19:00 Tuesday 28 May




Elias Giannakis (Cyprus) 1; Christos Zoumides (Cyprus) 1; Adriana Bruggeman (Cyprus) 2; Marios Mouskountis (Cyprus) 3; Ayis Iacovides (Cyprus) 4,5

1 - Associate Research Scientist; 2 - Associate Professor; 3 - Geologist, Environmental Hydrogeologist; 4 - Civil / Environmental Engineer; 5 - Environmental Management Expert

Climate change projections estimate an increase in water scarcity and drought episodes in the Mediterranean region. This study aims to identify and evaluate adaptation measures for minimizing climate-related water supply risks and reducing vulnerabilities of rural communities in semi-arid regions. Within the framework of the BINGO (Bringing INnovation to onGOing water management) project, a climate risk management process was undertaken with local and national stakeholders in Peristerona Watershed, Cyprus. The analysis focuses on the two main water uses, namely, domestic water supply and irrigation.

The main hazards for both sectors are the reduced stream flows and the resulting decrease in groundwater recharge, caused by the reduction and increased variability of precipitation. Risk treatment measures were formulated in cooperation with the risk owners for the domestic water supply and agricultural sectors, i.e., the community councils and irrigation associations, with support from government officers, through two participatory workshops. The adaptation measures to ensure the continuity of water supply to rural households for domestic use include: (a) the expansion of the water desalination distribution pipeline network, and (b) the proper maintenance of groundwater recharge check dams.

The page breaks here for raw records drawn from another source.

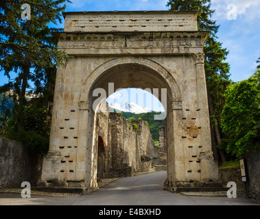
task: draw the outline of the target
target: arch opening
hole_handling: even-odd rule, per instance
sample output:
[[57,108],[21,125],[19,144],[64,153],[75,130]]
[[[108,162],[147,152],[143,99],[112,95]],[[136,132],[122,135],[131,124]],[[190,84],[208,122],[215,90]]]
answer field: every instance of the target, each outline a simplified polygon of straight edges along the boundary
[[[167,77],[166,78],[165,74]],[[91,182],[91,186],[96,185],[97,179],[95,179],[95,177],[97,176],[97,171],[99,172],[99,170],[97,170],[97,166],[98,166],[99,163],[97,162],[98,153],[97,153],[97,148],[99,144],[98,140],[97,141],[97,139],[98,140],[99,138],[97,138],[97,135],[99,132],[99,119],[97,118],[97,114],[100,112],[100,109],[103,109],[102,111],[108,113],[108,107],[106,105],[107,103],[106,101],[108,97],[114,94],[115,92],[128,88],[145,90],[152,93],[154,91],[157,92],[156,96],[158,97],[158,101],[161,103],[165,112],[164,114],[161,113],[161,115],[163,115],[163,116],[154,118],[165,120],[165,123],[167,124],[167,129],[165,129],[166,132],[168,133],[168,134],[166,134],[167,148],[172,148],[174,146],[171,137],[173,129],[173,116],[171,109],[172,102],[179,98],[179,94],[174,92],[178,90],[178,88],[174,79],[169,73],[164,71],[162,73],[160,70],[158,70],[156,71],[144,64],[137,63],[120,64],[105,69],[103,72],[100,71],[96,76],[97,77],[95,80],[92,79],[92,86],[88,92],[88,100],[91,108],[88,116],[90,123],[88,124],[91,124],[91,126],[93,125],[92,127],[93,127],[93,130],[88,132],[87,138],[88,142],[92,142],[92,151],[94,153],[94,155],[92,156],[93,157],[91,168],[92,174],[88,176],[88,177],[91,177],[91,179],[88,179],[88,181],[90,180]],[[87,81],[85,83],[85,86],[86,84],[88,84]],[[173,88],[174,90],[172,90]],[[109,129],[109,126],[112,126],[113,124],[110,123],[110,124],[106,124],[106,125],[108,125],[108,129]],[[88,127],[90,126],[88,125]],[[137,153],[137,151],[134,153]],[[113,154],[115,155],[115,153]],[[121,168],[127,168],[126,166],[124,166],[123,159],[127,159],[128,158],[122,157]],[[127,172],[131,172],[134,170],[135,163],[133,161],[129,161],[129,163],[132,164],[131,166],[132,170],[128,169]],[[168,167],[169,164],[174,164],[174,161],[172,160],[170,162],[168,162]]]

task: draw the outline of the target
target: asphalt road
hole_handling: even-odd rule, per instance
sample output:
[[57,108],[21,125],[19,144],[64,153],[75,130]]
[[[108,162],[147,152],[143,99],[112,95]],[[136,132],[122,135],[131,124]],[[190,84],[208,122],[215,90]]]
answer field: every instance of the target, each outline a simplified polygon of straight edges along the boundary
[[166,171],[122,178],[91,194],[75,197],[0,194],[0,205],[259,205],[250,200],[187,196],[163,190]]

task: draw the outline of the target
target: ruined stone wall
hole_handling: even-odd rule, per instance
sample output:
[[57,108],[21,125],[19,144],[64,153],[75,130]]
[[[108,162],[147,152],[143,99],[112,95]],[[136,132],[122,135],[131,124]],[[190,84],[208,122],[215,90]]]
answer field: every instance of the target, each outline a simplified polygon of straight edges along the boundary
[[137,130],[117,113],[99,113],[97,116],[99,133],[104,133],[106,144],[105,177],[127,177],[132,172],[150,170],[151,160],[141,161],[141,157],[152,154],[156,149],[145,122],[135,121],[139,129]]
[[248,193],[250,198],[260,201],[260,151],[246,155],[248,177]]
[[22,144],[0,138],[0,188],[35,186],[40,178],[43,159]]

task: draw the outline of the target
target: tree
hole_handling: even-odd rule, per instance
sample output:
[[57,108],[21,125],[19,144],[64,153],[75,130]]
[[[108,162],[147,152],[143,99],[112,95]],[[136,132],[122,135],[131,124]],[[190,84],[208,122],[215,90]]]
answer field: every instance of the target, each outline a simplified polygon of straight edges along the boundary
[[260,57],[258,58],[257,61],[257,63],[258,64],[257,66],[257,69],[260,69]]
[[[62,64],[68,56],[57,49],[57,42],[51,35],[50,23],[61,23],[61,12],[68,0],[6,0],[0,3],[0,70],[10,78],[14,71],[17,77],[5,88],[13,89],[19,103],[25,96],[32,80],[37,88],[45,74],[41,70],[51,69]],[[30,5],[30,19],[22,19],[21,6]],[[35,70],[35,69],[36,70]],[[32,72],[34,70],[34,72]]]
[[[230,65],[225,62],[228,51],[222,47],[222,43],[217,42],[217,33],[220,26],[211,19],[215,11],[211,9],[210,0],[169,0],[167,5],[172,10],[198,11],[198,30],[209,31],[204,53],[211,133],[213,135],[212,142],[213,146],[217,144],[222,162],[224,162],[226,157],[221,140],[223,138],[220,130],[221,112],[224,105],[224,93],[231,81]],[[216,150],[213,149],[213,151]],[[218,160],[217,153],[214,153],[214,157]]]
[[[62,29],[50,27],[62,22],[62,12],[67,2],[70,1],[0,2],[0,70],[10,79],[10,72],[14,71],[17,75],[0,88],[1,92],[12,90],[10,96],[14,101],[12,117],[5,127],[5,133],[8,139],[31,146],[33,151],[40,153],[46,152],[49,144],[49,125],[46,125],[46,109],[53,98],[56,67],[69,58],[64,51],[58,50],[58,42],[52,34],[53,31]],[[27,20],[22,16],[24,3],[27,7]],[[29,81],[34,84],[34,94],[40,94],[37,104],[33,101],[28,103],[26,100],[26,92],[32,89]],[[38,123],[38,119],[42,120],[43,125]]]
[[230,86],[225,93],[226,104],[221,125],[226,134],[227,151],[240,158],[250,149],[259,150],[260,137],[255,127],[260,124],[260,71]]

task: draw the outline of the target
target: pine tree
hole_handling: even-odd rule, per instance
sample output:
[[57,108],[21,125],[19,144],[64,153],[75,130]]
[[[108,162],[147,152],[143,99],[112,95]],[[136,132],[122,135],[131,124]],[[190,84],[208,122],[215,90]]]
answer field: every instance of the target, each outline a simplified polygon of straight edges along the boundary
[[[197,10],[199,12],[198,25],[199,31],[209,31],[205,42],[205,74],[208,90],[209,108],[213,134],[213,145],[217,144],[221,155],[222,162],[226,161],[223,144],[221,141],[223,133],[220,130],[221,112],[225,100],[224,94],[227,86],[231,83],[230,79],[230,65],[226,62],[228,51],[222,48],[222,44],[217,40],[217,33],[220,25],[212,20],[214,10],[211,9],[210,0],[169,0],[167,6],[172,10]],[[218,159],[217,153],[214,156]]]
[[[9,139],[25,142],[40,153],[46,152],[49,144],[46,107],[53,95],[56,67],[69,58],[64,51],[57,49],[58,42],[52,34],[62,29],[50,27],[62,22],[67,2],[69,1],[0,1],[0,70],[10,79],[11,72],[16,73],[15,79],[0,88],[0,92],[12,90],[14,101],[12,116],[4,132]],[[25,3],[27,16],[22,7]],[[25,94],[32,89],[29,81],[34,83],[34,93],[42,94],[40,104],[27,105]],[[39,120],[46,126],[36,125],[34,118],[38,113]]]
[[[58,29],[49,24],[61,23],[61,12],[68,0],[5,0],[0,3],[0,70],[10,78],[10,73],[17,77],[3,88],[13,89],[19,99],[25,96],[32,80],[37,88],[43,81],[40,69],[51,69],[67,59],[64,52],[57,50],[57,42],[51,35]],[[30,6],[27,20],[23,19],[22,5]],[[29,18],[29,15],[30,17]],[[34,71],[34,69],[37,69]]]

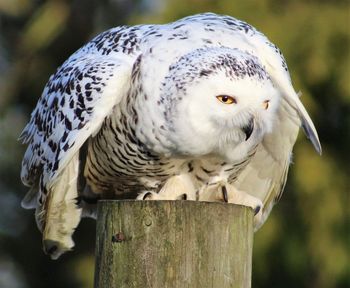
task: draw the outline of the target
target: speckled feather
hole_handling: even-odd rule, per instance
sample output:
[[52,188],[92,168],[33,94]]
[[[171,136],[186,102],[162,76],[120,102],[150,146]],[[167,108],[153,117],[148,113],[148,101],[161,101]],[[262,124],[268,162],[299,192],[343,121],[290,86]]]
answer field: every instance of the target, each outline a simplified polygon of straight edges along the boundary
[[[239,132],[223,132],[220,143],[212,145],[214,140],[208,139],[210,151],[207,146],[199,149],[196,141],[201,137],[182,135],[180,126],[187,124],[178,120],[181,103],[189,101],[196,83],[217,75],[230,82],[249,79],[257,87],[268,83],[281,95],[280,106],[271,112],[277,123],[266,131],[257,123],[256,130],[268,133],[256,134],[247,147],[242,144],[242,155],[236,153],[240,157],[213,153],[227,149],[232,138],[241,139]],[[239,114],[235,123],[246,125],[246,114]],[[113,28],[63,63],[34,109],[20,137],[28,144],[21,178],[31,187],[24,202],[35,202],[24,206],[43,206],[48,191],[55,193],[55,183],[85,144],[84,177],[94,193],[126,198],[145,190],[158,192],[166,179],[181,173],[191,175],[199,191],[220,176],[260,198],[265,220],[283,191],[300,125],[320,152],[316,130],[291,85],[280,50],[251,25],[206,13],[166,25]],[[265,165],[269,167],[264,170]]]

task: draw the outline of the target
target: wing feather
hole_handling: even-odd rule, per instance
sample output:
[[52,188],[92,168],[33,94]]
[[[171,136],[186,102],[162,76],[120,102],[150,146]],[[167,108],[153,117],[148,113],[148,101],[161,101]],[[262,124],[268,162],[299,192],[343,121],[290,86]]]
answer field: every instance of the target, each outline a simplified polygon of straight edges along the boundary
[[[51,76],[20,136],[28,143],[21,171],[24,184],[43,183],[49,188],[83,143],[99,130],[130,86],[132,59],[120,56],[82,49]],[[33,192],[29,196],[23,206],[33,206]]]

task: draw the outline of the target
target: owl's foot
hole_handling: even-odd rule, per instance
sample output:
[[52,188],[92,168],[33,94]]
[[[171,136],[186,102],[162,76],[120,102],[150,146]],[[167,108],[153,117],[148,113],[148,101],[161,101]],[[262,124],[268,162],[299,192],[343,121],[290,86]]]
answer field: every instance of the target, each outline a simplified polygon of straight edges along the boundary
[[187,200],[187,194],[179,195],[177,198],[171,198],[156,192],[145,191],[139,194],[136,200]]
[[170,177],[158,193],[145,191],[137,200],[195,200],[196,191],[187,174]]
[[[259,198],[224,182],[210,183],[199,192],[199,201],[226,202],[251,207],[255,217],[261,217],[263,203]],[[258,220],[258,219],[257,219]]]

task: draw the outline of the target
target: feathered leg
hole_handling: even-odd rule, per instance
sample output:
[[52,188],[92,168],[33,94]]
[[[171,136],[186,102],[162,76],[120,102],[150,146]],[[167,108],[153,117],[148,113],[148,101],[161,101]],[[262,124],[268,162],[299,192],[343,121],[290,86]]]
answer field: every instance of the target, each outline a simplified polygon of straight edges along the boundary
[[196,190],[188,174],[170,177],[158,193],[144,191],[137,200],[196,200]]
[[206,185],[199,191],[199,201],[220,201],[232,204],[244,205],[254,210],[254,227],[258,227],[262,219],[262,201],[244,191],[238,190],[233,185],[219,181]]
[[62,173],[50,183],[47,197],[36,211],[37,223],[43,230],[44,251],[57,259],[74,246],[72,234],[80,222],[82,209],[78,197],[78,153]]

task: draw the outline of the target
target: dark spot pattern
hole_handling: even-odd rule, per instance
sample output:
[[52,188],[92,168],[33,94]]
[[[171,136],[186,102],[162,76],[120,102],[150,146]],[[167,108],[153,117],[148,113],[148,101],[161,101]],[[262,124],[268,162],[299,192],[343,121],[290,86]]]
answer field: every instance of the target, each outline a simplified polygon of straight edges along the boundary
[[[186,89],[186,83],[210,77],[220,71],[232,79],[269,79],[259,56],[251,50],[243,51],[250,55],[245,59],[232,57],[229,53],[218,53],[209,64],[203,61],[201,57],[206,55],[208,49],[235,49],[227,47],[230,45],[225,41],[236,35],[245,37],[252,46],[264,47],[270,53],[267,57],[273,60],[271,62],[275,63],[275,69],[288,75],[281,51],[254,27],[229,16],[198,14],[167,25],[120,26],[97,35],[65,61],[46,84],[30,122],[21,135],[22,141],[28,145],[22,163],[22,181],[28,186],[37,185],[41,194],[39,203],[44,203],[47,185],[60,169],[64,169],[72,157],[72,151],[80,149],[82,138],[91,139],[86,178],[100,190],[157,190],[167,177],[179,173],[183,165],[188,173],[193,173],[195,181],[206,183],[220,169],[230,172],[230,181],[235,181],[253,154],[247,155],[244,162],[238,164],[221,165],[220,161],[215,165],[201,165],[192,160],[189,163],[180,161],[181,165],[174,164],[171,159],[155,153],[138,139],[135,127],[140,122],[133,104],[140,97],[149,101],[149,95],[143,93],[140,83],[142,56],[151,54],[158,57],[157,43],[164,41],[169,43],[169,47],[181,43],[196,44],[192,54],[179,55],[177,64],[170,65],[168,75],[160,83],[163,92],[168,90],[176,95],[177,91]],[[99,103],[106,88],[113,85],[110,79],[121,65],[120,61],[113,59],[125,59],[128,63],[134,63],[130,75],[131,87],[120,105],[113,108],[113,115],[105,115],[99,132],[92,137],[93,131],[89,127],[95,123],[96,115],[103,113],[101,111],[105,107],[100,107]],[[196,59],[200,59],[202,64],[199,65],[198,61],[195,63]],[[182,62],[186,63],[186,69],[181,75],[177,69],[180,69],[179,63]],[[172,83],[171,89],[169,83]],[[181,97],[170,97],[166,93],[162,95],[164,96],[156,105],[165,107],[164,118],[171,122],[171,107],[181,101]],[[169,127],[164,125],[160,128],[162,131],[166,129]],[[142,130],[140,133],[142,135]],[[156,141],[160,141],[157,137]],[[149,184],[140,183],[140,177],[149,177],[154,181],[150,180]]]

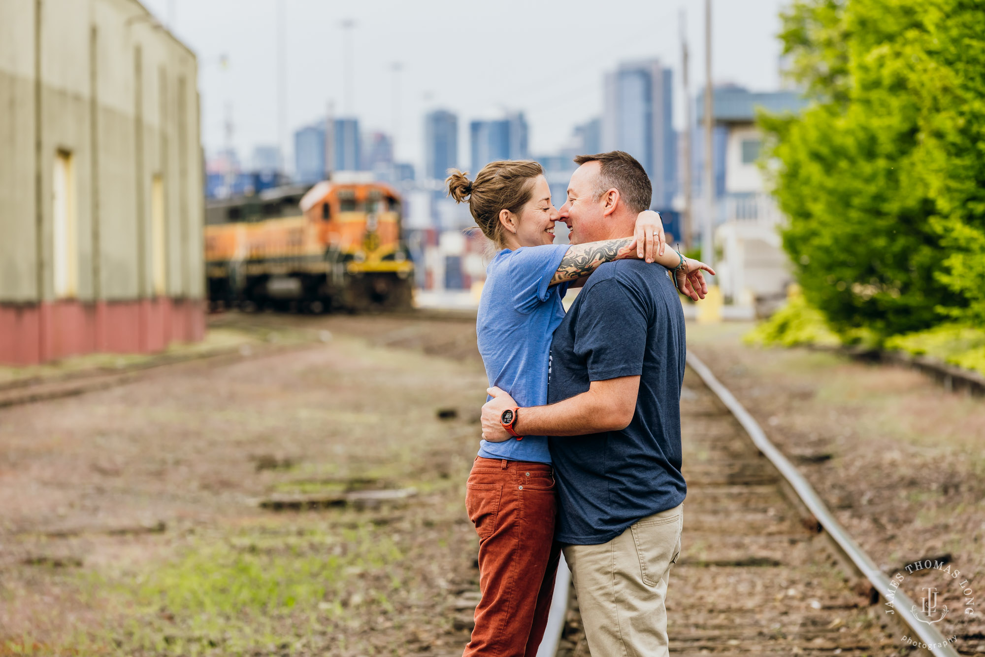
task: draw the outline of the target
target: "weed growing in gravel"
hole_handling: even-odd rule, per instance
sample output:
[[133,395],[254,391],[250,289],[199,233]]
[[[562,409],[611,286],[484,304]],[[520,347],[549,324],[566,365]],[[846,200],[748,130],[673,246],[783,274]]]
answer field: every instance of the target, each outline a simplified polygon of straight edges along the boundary
[[369,524],[334,532],[253,527],[199,539],[179,553],[111,587],[131,611],[105,636],[91,637],[94,645],[122,654],[233,655],[258,647],[296,654],[324,642],[333,626],[360,623],[355,612],[363,604],[392,611],[387,589],[404,585],[396,566],[405,555]]

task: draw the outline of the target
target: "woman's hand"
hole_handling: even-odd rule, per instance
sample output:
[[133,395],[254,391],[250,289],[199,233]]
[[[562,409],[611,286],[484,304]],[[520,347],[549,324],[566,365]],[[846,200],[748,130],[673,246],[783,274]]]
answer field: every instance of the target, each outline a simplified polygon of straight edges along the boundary
[[516,402],[509,396],[509,393],[495,386],[488,389],[486,393],[491,395],[492,399],[483,405],[483,440],[488,440],[491,443],[501,443],[504,440],[509,440],[512,436],[506,432],[506,429],[502,428],[499,418],[506,408],[515,408]]
[[664,222],[653,210],[644,210],[636,217],[636,256],[652,262],[657,256],[664,255],[667,238],[664,236]]
[[694,301],[703,299],[708,293],[708,284],[704,281],[704,274],[701,271],[707,271],[714,276],[715,270],[704,262],[690,257],[684,258],[684,264],[685,266],[673,272],[677,278],[678,289]]

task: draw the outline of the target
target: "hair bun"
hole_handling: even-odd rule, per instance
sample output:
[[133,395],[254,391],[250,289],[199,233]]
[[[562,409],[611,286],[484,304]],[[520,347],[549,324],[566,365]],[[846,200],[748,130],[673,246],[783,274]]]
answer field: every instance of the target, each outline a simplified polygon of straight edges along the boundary
[[449,169],[448,173],[450,175],[444,180],[448,195],[454,198],[456,203],[461,203],[472,193],[472,181],[466,178],[468,172]]

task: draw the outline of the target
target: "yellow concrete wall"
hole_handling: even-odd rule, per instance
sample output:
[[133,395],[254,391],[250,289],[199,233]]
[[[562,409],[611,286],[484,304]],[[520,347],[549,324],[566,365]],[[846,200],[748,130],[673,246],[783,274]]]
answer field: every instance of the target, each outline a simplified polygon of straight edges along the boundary
[[194,54],[136,0],[0,3],[0,107],[12,109],[0,112],[0,302],[53,296],[59,151],[73,158],[78,297],[154,295],[151,184],[160,176],[165,295],[201,298],[198,105]]

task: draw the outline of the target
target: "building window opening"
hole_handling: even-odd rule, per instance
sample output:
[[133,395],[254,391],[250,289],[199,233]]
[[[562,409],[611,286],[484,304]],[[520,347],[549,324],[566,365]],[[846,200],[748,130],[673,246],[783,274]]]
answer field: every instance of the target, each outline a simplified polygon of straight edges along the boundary
[[151,179],[151,281],[154,295],[167,293],[167,231],[164,226],[164,182],[158,174]]
[[75,297],[79,292],[78,218],[75,169],[67,151],[55,155],[51,196],[54,292],[59,298]]
[[742,163],[753,164],[759,159],[759,149],[762,142],[758,139],[742,140]]

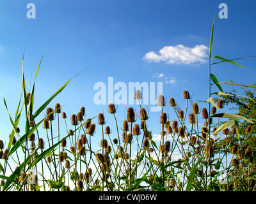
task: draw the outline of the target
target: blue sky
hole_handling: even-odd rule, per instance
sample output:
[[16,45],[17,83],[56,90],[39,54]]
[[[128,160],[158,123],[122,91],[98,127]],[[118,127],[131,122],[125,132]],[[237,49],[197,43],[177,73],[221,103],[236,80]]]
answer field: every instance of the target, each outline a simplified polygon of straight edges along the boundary
[[[36,6],[35,19],[26,16],[30,3]],[[218,17],[221,3],[228,6],[228,18]],[[82,106],[86,117],[97,115],[102,109],[107,113],[106,105],[93,101],[97,92],[93,85],[99,82],[108,85],[108,77],[113,77],[114,84],[122,82],[127,87],[129,82],[162,82],[167,101],[173,97],[182,109],[184,89],[193,94],[195,102],[208,98],[207,55],[214,11],[212,56],[234,59],[255,55],[255,9],[252,0],[1,1],[0,92],[14,117],[22,91],[26,45],[27,87],[45,53],[36,82],[35,108],[87,68],[49,106],[66,104],[63,109],[68,115],[77,113]],[[220,82],[233,79],[236,83],[252,84],[255,59],[239,62],[250,71],[222,63],[212,66],[212,71]],[[214,87],[212,90],[216,91]],[[118,106],[120,126],[124,110],[129,106]],[[170,106],[166,108],[170,110]],[[0,114],[1,137],[7,137],[12,127],[3,102]],[[154,133],[159,134],[154,126],[159,113],[150,114]],[[173,120],[175,116],[170,117]],[[108,115],[107,119],[107,124],[113,126],[113,118]]]

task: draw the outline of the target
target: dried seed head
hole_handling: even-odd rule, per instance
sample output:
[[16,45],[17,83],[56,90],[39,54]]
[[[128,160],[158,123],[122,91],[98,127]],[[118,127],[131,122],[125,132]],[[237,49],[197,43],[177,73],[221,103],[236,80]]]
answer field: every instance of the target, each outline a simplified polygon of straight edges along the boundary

The risk treatment options for matching irrigation water demand with available water supply and reduce water losses for the agricultural sector include: (a) the adoption of irrigation scheduling decision support technologies, and (b) the use of treated sewage water for irrigation. A combination of cost-effectiveness and multi-criteria approaches will analyse the economic and societal impact of the selected measures. The cost-effectiveness will provide valuable information to risk owners and decision makers whether a measure is disproportionately costly or expensive, thus resulting in a better informed risk management, while the multi-criteria analysis will link stakeholders’ knowledge about the watershed with their preferences for measures to adapt water resources management to future conditions.